Random Walk and Forecasting

Random walk with deterministic drift

The model equation is

\[ z_t = \delta + z_{t-1} + e_t, t=1,2\ldots \],

where \(\delta\) is the drift parameter, \(e_t\) is white noise with mean 0 and variance \(\sigma_e\). We also need to specify an initial value for \(z_0\).

Then the random walk can be written in random shock form

\[ z_t = z_0 + t \delta + \sum_{s=1}^t e_s, t=1,2\ldots \].

This equation shows how this time is driven by the random shocks \(e_1, e_2, \ldots\). The time series can be decomposed

\[z_t = {\rm current\ random\ shock}+{\rm constant\ term}+ {\rm sum\ of\ past\ shocks}\].

The random shocks \(e_t, t=1,2,\ldots\) are poetically called the time series innovations since they indicate the new information that arrives at time \(t\).

In the simulated random walks below we take \(T=50\), \(\delta=0.25\) and \(\sigma_e^2 = 1\).

Now consider a sequence of random variables that are generated by the random shock form of the random walk model, so

\[ z_t = z_0 + t \delta + \sum_{s=1}^t e_s, t=1,2\ldots \].

Taking expectation and variance in this equation we obtain \({\cal E}(z_t) = z_0 + \delta t\) and \({\rm Var}(z_t) = t \sigma^2_e\). So the time series is not stationary. In this case both the mean and variance depend on \(t\).

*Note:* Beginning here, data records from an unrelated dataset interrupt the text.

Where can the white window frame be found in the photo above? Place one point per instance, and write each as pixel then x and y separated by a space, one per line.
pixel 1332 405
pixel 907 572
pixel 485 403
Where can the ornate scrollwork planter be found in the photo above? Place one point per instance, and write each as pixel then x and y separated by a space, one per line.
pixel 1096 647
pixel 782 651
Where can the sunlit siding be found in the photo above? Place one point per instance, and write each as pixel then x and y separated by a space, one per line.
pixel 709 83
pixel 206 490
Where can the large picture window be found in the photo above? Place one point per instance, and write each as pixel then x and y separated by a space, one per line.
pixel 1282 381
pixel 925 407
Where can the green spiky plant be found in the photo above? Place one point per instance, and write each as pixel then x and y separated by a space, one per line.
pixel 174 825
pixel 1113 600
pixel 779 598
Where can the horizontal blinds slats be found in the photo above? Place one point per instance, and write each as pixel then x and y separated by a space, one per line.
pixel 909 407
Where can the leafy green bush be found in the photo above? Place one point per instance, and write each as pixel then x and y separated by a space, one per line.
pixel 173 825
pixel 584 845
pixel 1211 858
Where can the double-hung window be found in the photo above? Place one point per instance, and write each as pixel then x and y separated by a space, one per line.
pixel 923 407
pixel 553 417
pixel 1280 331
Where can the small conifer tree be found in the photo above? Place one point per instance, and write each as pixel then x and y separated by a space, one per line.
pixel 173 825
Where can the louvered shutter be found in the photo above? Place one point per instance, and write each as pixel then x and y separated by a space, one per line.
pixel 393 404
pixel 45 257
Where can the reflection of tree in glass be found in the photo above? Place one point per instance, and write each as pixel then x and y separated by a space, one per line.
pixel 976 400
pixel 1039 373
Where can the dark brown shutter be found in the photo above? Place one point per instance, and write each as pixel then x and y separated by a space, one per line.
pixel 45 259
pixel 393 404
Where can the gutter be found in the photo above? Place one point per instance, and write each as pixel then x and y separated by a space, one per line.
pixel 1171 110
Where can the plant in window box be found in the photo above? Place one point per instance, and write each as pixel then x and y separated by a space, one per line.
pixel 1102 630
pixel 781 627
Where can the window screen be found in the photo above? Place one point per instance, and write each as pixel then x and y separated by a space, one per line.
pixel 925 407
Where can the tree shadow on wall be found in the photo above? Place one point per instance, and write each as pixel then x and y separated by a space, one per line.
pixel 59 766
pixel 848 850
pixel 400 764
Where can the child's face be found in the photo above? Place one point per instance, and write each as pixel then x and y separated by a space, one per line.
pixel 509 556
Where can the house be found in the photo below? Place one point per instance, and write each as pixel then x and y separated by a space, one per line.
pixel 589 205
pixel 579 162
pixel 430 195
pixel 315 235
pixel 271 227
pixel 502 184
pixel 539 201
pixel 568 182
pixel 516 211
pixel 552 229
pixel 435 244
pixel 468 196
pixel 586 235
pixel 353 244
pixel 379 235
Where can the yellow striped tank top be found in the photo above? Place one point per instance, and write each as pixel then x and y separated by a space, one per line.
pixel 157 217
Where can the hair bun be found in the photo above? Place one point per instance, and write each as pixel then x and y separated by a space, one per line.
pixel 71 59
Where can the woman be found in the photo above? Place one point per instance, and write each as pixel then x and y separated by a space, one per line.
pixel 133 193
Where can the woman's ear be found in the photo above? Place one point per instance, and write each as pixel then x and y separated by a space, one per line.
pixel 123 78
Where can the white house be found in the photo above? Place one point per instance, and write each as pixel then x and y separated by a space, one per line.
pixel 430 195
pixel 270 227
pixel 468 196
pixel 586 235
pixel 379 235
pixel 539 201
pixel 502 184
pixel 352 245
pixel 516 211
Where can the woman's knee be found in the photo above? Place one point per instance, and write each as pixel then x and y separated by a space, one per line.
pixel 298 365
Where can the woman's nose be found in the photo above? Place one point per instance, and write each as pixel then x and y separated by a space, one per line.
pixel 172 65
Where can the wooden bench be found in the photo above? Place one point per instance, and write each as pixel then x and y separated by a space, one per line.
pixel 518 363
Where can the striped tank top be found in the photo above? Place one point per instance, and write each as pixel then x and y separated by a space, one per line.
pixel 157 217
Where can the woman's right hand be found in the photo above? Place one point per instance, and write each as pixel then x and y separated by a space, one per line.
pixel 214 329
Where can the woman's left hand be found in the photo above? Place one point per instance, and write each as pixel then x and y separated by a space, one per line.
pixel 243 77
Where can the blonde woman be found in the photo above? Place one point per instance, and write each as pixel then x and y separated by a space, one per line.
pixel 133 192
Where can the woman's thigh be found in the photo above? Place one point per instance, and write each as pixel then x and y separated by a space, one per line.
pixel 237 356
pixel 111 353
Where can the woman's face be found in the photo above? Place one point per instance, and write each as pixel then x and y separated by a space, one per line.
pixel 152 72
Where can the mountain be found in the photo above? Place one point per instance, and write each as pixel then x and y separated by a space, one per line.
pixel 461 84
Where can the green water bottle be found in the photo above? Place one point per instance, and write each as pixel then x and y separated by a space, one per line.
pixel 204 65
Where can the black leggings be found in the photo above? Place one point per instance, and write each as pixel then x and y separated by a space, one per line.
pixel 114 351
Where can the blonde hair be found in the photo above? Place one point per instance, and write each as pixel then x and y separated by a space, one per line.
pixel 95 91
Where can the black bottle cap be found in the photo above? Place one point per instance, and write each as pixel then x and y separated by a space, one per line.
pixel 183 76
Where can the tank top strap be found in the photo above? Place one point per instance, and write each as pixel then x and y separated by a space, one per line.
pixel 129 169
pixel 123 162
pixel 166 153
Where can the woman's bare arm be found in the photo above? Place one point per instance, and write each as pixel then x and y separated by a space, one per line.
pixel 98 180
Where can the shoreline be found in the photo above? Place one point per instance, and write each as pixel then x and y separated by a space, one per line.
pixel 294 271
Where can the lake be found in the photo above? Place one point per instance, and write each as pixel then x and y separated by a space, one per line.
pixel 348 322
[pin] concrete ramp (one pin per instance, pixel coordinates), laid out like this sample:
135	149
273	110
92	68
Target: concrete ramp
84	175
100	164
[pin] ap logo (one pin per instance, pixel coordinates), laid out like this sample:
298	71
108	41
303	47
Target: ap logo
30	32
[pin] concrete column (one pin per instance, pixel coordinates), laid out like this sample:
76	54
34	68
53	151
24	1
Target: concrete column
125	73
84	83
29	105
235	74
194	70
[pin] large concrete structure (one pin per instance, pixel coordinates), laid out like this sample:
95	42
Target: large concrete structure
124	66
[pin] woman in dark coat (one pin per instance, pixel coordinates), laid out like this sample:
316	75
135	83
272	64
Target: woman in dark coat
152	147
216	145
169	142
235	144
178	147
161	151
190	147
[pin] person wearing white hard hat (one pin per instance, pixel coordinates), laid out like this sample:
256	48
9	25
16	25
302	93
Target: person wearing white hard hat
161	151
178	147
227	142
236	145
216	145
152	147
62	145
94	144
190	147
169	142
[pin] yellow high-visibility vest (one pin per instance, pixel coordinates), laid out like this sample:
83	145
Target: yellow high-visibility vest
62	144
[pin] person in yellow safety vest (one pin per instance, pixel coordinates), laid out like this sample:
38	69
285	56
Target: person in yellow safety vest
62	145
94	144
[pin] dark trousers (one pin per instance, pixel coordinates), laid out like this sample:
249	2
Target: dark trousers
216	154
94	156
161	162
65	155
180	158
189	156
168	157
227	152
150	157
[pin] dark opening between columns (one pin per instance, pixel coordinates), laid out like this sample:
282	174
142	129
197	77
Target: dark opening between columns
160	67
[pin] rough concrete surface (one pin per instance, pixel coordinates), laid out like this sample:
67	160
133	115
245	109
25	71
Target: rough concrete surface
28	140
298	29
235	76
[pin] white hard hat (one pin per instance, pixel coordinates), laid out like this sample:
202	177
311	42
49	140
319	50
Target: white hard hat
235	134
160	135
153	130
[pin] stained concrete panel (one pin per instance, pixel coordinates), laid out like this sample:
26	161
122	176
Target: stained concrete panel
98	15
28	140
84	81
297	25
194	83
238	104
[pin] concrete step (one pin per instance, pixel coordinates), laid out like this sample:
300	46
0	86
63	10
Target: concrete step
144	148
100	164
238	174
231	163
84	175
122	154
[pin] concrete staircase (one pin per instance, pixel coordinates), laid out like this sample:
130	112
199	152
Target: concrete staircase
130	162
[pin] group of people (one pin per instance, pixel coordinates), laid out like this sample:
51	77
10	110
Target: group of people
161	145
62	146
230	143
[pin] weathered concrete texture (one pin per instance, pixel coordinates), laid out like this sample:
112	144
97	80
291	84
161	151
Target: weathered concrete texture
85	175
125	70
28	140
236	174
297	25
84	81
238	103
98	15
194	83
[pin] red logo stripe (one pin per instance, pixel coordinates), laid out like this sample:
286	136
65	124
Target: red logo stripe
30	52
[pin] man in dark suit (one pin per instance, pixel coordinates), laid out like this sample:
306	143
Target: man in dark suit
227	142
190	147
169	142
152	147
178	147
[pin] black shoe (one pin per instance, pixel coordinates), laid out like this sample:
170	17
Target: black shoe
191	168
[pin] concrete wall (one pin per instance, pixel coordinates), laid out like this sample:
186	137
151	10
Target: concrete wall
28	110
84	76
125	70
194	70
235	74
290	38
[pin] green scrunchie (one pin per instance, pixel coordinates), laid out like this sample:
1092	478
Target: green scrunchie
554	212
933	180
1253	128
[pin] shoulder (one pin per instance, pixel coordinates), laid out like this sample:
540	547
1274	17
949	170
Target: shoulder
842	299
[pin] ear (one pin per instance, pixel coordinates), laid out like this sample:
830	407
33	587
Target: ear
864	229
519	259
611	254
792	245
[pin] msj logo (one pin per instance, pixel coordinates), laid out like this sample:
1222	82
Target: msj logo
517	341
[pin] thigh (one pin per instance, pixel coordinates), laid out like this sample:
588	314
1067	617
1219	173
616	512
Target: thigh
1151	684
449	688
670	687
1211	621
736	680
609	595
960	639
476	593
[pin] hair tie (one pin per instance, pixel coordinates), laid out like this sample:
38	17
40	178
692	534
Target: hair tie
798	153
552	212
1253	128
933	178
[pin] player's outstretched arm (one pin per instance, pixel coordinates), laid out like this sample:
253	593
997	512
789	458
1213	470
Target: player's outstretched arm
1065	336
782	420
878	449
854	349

Now consider the forecasts at origin time \(T\) and lead time \(\ell\). From the random shock form of the model we may write, \[z_{T+\ell} = z_T + \ell \delta + \sum_{s=T+1}^{T+\ell} e_s, \ell=1,2\ldots \]. Hence the optimal forecast at origin time \(T\) and lead time \(\ell\) is \(z_T(\ell) = z_T + \ell \delta\) with variance \(V_\ell = \ell \sigma_e^2\).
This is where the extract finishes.